America, Empire of Liberty covers the history of America from before the arrival of European colonists up the election of Barack Obama in November 2008 which was a noteworthy event in the context of this book’s analysis.
America before Colonisation
The place now called America did not come into being with Christopher Columbus, who never reached America, or the Pilgrim Fathers. There were many peoples, including settlers, in America when the Mayflower arrived. By the time they arrived there had been a complex history for 12,000 years. At Chaco and Cahokia there was a technologically sophisticated civilisation that lasted between the tenth and thirteenth century – why they disappeared is not known.
Declaration of Independence – Compromise and Tension
The original settlers were mostly evangelical Protestant Christians from Europe looking to create a society that reflected their beliefs and was governed by their interpretation of God’s law. They built their communities on that basis and freedom of belief was paramount.
America, Empire of Liberty explores how such beliefs created conflicts between North and South especially over the issue of slavery. The Founding Fathers had to find a form of words, and practice, that would reconcile the views that slaves were men and at the same time allow them to be treated as property.
This contradiction and resulting dissembling would come to haunt the fledgling nation many times over as it shaped its subsequent history. To a large extent it still colours America’s and American’s view of liberty, democracy and their relationships with the outside world.
Liberty, Empire and Faith
Liberty was initially about the individual and government was a necessary evil but Reynolds argues that the growth of state and federal authority led to a change from a positive view of liberty to a more negative view expressed in the terms of rights or as “freedom from ...”.
The author argues that America is not a colonial power in the way Spain or Britain were. But it is as “... a continuum with earlier imperial powers” and during two world wars and the Cold War its purpose was to contain imperialism as the defender of the free world. Reynolds then suggests that the next challenge will be whether the American empire will be liberated by globalization or, like previous empires, trapped by its debt burden.
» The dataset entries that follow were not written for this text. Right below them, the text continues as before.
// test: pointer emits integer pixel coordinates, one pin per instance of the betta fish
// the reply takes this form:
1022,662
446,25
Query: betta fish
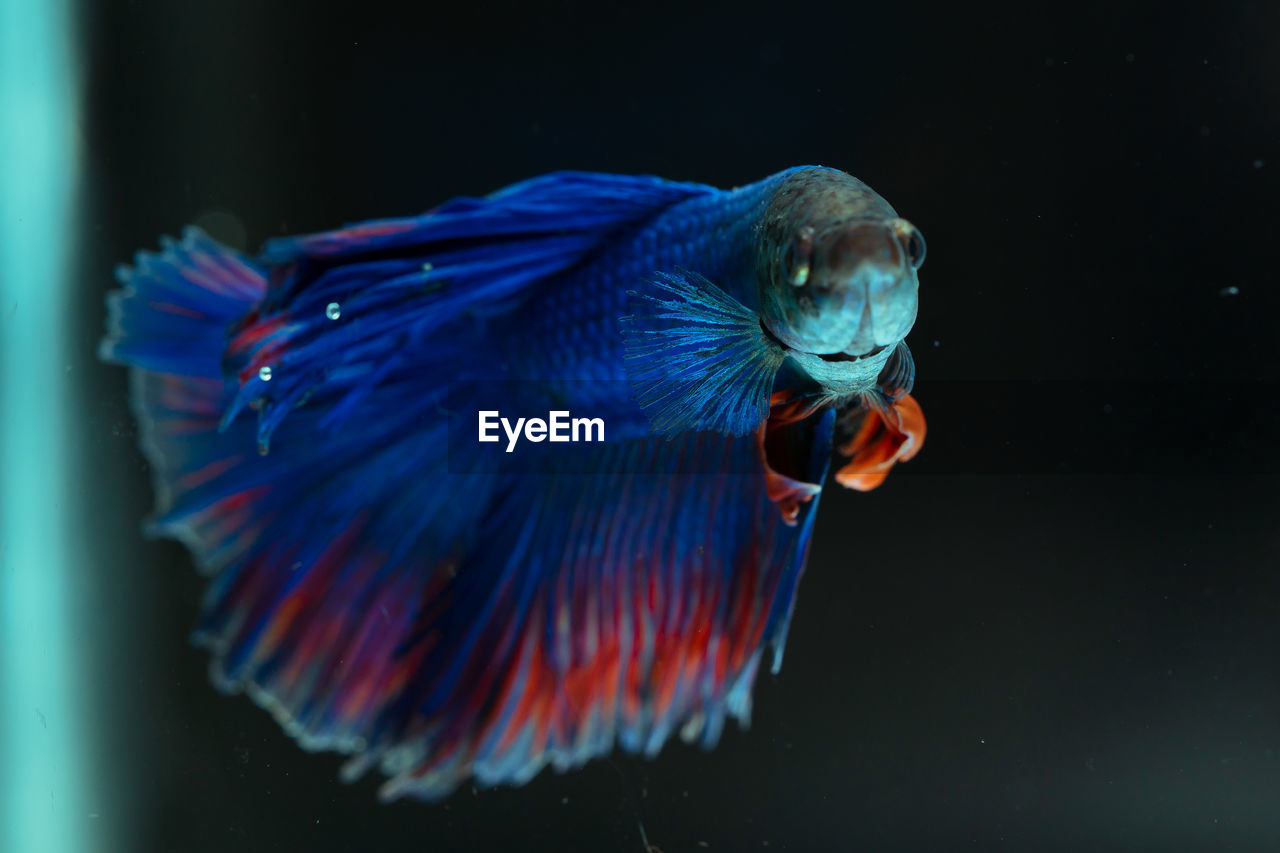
384,591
He also explores the need to consider the impact of liberty and empire in the context of faith. In this respect he is concerned with “both religious faith, and very much related, faith in the nation itself”. Throughout America’s history this has created tensions, as Reynolds demonstrates, between the secular state and the religious ideals of a god-fearing people.
These tensions continue to manifest themselves and may change the nature and direction of America’s imperial mission. Understanding the cultural pressures is essential to have any sense of, in Reynolds’ words, “where this youthful old country may be going in the future”.
David Reynolds is Professor of International History at Cambridge University; a Fellow of Christ’s College and has taught American History there for thirty years. He has world-wide reputation and is a fellow of the British Academy.
The associated ninety part BBC Radio series was broadcast at the same time as this the book was published.
America, Empire of Liberty is a major work and good read. It is not a simple chronicle of what happened but is analytical and has a considered view without being partisan. It puts the events of American history into context and relates it to the changing view Americans have had of themselves as events unfolded.
It provides a valuable contribution to understanding American history and the social and political psyche it has created – twenty-first century attitudes are clearly based on the nation’s experience.
America, Empire of Liberty (ISBN: 978-1-846-14056-3) by David Reynolds is published in 2009 by Allen Lane at £30. It should be on the bookshelf of all students of American history, politics or culture.